Anne Dufourmantelle – L’éloge du risque
Le cadeau du jour
« Ce qui me frappe, moi qui ne crois pas appartenir au «cercle de la raison», c’est que l’on trouve raisonnable justement que 200 personnes soient aussi riches que 3 milliards dans ce monde.
Ce qui me frappe c’est que l’on trouve raisonnable de ne pas donner raison aux sages femmes de ce pays qui, depuis plus d’un an, ne font pas grève pour le plaisir mais pour obtenir des conditions de travail décentes.
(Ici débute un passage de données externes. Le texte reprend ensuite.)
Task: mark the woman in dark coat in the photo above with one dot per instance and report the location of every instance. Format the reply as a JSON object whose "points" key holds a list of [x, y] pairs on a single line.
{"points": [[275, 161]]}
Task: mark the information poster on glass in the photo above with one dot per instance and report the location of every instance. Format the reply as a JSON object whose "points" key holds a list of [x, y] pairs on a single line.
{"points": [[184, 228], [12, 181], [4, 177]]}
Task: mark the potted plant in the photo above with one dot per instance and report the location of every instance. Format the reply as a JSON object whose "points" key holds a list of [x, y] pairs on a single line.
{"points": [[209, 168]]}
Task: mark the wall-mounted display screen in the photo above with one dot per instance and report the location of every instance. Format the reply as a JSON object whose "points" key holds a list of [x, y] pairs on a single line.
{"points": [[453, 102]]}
Ce qui me frappe, c’est que l’on trouve raisonnable de ne pas satisfaire la demande justifiée des auxiliaires maternelles en crèche ou des infirmières, rincées par le sous-effectif, car ce sont elles qui sont en première ligne sur le front de notre sacro-sainte égalité.
Ce qui me frappe c’est que l’on trouve raisonnables les méthodes managériales qui poussent tant de gens à souffrir au travail et parfois à en finir, ce qui me frappe c’est de trouver raisonnable de continuer d’appeler Europe ce grand projet de liberté et de paix éclairées, la technocratie Bruxelloise.
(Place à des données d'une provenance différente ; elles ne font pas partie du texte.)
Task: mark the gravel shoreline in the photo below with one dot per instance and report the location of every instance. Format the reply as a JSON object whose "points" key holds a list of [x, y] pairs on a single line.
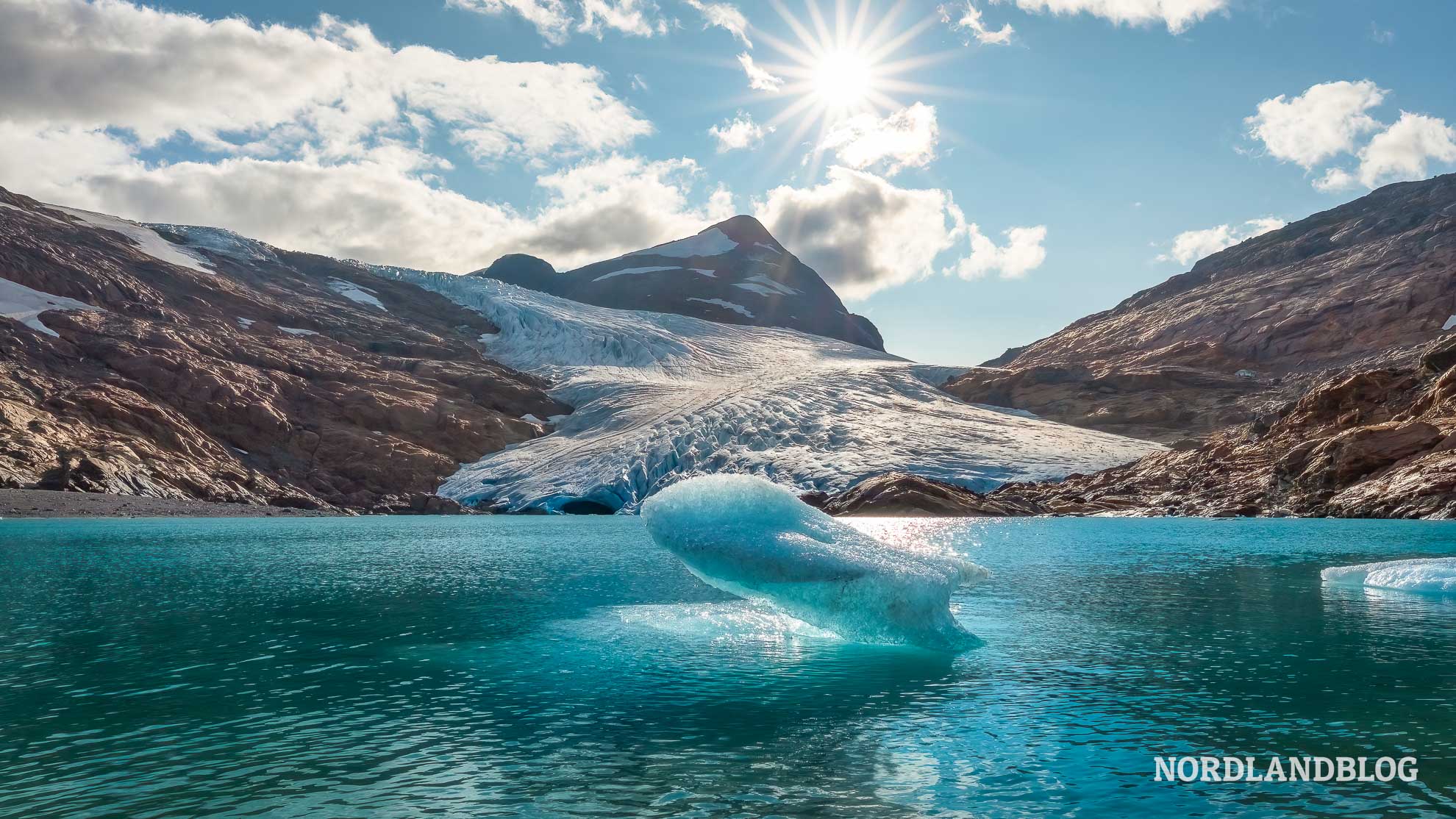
{"points": [[47, 504]]}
Martin Buber a écrit que c’est en rendant impensable toute alternative à un ordre des choses qu’on participe à une hégémonie qui a pour propriété de susciter la violence et la destruction. La doxa qui consiste à ostraciser toute pensée transversale à une orthodoxie couve une menace.
On a vu comment «le cercle de la raison» a pondu en une trentaine d’années un parti qui a la peur pour patrie et le ressentiment pour exutoire. Parce que le devoir de faire barrage à cette réaction vindicative était le plus sûr moyen pour ce «cercle» de se répliquer au pouvoir ?
Les cercles ne sont pas seulement creux, il leur arrive d’être vicieux.
Anne Dufourmantelle – Chronique Philosophique – Le cercle vicieux »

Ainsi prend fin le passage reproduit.